Greek Ministry of Energy is preparing to open up the market for bilateral electricity supply contracts, which will force the producers of
electricity from renewable energy sources to sell part of their generation to the local industry, thus assisting in the reduction of energy costs and strengthening its competitiveness.
According to the model, the investors that secure a guaranteed rate for the output from major RES projects will also commit themselves to have 50 % of their new capacity construction funded through bilateral contracts, and also grant industries 25 % of the new units’ output. Failing to meet that commitment will mean they will lose their beneficial guaranteed rate for their output.
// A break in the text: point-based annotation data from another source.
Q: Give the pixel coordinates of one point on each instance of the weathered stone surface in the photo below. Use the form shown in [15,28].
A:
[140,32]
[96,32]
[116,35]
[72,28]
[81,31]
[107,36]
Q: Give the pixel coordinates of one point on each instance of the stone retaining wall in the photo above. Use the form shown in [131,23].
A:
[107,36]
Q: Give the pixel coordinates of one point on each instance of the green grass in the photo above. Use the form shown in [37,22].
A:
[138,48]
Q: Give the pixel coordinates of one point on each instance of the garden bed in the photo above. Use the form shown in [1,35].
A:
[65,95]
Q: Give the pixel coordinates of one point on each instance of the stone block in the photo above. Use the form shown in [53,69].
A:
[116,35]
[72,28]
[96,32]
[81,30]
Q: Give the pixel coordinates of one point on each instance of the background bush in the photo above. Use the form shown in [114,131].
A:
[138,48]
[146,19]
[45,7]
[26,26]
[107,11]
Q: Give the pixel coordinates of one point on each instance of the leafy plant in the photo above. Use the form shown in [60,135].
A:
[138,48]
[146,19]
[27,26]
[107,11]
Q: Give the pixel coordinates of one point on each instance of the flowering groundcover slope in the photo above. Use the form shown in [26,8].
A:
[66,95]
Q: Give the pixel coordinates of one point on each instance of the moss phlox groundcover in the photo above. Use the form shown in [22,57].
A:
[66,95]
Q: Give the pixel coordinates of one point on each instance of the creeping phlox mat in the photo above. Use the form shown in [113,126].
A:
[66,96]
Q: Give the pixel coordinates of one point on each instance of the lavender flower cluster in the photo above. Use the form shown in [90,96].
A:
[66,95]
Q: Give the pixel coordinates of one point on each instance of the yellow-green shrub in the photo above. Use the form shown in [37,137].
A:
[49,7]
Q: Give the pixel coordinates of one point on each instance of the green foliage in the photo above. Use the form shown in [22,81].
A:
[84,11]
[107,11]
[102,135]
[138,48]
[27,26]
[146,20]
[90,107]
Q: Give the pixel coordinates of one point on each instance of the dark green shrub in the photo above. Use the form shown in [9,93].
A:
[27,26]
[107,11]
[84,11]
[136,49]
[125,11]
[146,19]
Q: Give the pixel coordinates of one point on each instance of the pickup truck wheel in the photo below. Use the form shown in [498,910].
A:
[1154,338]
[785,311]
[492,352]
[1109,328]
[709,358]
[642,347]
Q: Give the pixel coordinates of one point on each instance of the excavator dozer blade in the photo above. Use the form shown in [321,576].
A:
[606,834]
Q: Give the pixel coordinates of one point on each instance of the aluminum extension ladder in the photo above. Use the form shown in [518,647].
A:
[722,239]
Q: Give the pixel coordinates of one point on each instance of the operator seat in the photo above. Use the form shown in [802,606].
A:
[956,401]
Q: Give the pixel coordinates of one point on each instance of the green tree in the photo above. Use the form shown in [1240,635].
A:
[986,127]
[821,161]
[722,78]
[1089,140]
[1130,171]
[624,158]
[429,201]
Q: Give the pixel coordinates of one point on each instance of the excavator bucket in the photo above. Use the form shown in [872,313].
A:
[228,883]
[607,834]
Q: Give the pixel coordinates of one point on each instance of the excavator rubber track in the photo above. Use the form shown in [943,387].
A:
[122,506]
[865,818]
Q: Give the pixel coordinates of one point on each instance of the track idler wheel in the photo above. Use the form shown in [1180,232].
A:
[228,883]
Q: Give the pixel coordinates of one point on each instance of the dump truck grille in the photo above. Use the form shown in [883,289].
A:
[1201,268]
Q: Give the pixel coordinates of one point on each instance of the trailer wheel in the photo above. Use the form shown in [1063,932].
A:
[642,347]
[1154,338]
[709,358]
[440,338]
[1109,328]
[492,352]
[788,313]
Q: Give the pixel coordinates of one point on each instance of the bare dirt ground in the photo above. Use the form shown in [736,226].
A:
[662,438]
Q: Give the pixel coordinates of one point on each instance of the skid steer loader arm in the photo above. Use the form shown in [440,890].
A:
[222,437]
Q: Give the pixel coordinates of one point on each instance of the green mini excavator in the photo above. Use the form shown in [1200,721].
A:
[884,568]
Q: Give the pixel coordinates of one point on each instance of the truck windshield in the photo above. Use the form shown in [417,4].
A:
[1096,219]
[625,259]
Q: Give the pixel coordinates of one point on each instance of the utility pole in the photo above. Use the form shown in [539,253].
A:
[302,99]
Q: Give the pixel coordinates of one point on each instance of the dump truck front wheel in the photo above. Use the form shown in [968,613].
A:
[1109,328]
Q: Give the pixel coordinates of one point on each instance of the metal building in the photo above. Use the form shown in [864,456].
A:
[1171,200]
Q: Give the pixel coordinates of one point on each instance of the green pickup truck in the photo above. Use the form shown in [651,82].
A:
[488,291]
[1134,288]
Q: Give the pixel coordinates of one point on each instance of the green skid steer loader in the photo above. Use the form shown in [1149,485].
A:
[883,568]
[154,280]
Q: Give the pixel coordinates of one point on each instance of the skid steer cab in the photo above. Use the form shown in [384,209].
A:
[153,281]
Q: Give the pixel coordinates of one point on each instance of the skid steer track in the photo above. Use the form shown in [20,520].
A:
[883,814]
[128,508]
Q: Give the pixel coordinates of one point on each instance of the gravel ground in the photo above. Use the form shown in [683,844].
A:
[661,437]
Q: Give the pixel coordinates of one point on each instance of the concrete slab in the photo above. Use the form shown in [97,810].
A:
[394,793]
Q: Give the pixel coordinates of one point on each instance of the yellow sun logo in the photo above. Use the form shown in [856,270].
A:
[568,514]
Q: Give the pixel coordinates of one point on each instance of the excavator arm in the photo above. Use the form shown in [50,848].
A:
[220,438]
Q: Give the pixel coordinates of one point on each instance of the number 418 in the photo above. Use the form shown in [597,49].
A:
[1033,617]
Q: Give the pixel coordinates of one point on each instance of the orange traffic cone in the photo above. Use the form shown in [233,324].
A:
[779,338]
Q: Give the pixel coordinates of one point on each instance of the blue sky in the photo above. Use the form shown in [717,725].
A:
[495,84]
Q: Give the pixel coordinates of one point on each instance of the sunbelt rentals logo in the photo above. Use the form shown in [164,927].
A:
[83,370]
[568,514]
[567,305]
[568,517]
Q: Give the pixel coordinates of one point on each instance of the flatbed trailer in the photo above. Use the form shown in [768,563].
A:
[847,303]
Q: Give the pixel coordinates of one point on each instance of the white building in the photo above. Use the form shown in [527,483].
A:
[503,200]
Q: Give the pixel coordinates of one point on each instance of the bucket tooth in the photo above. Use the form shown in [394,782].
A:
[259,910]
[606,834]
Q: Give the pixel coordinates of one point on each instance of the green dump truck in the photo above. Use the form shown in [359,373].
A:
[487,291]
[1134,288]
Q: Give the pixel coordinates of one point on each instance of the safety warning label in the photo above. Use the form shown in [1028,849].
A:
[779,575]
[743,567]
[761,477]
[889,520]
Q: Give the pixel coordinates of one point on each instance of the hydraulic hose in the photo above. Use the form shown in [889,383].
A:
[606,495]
In practice, this means that of the new RES capacity totaling 4.2 GW, that the European Commission has approved up to 2025, 2.1 GW can proceed via bilateral contracts with clients. That way the industry and electricity suppliers will be able to cover a significant share of their needs at fixed rates, thus offsetting fluctuations in the wholesale market. The current energy crisis has highlighted the significance of that tool in the formation of the final cost of electricity for both residential and commercial consumers. In Greece, all electricity consumed in the country goes through the energy exchange, with consumers bearing the increased costs, while in other countries where the bilateral contracts are extensively used that amount ranges between 40 and 60 %.
However, the new model will not be ready for the first tender scheduled for next month, which will offer 600 MW in wind and solar capacity. The aim is for the new model to be ready for the next tender, which is also expected within 2022.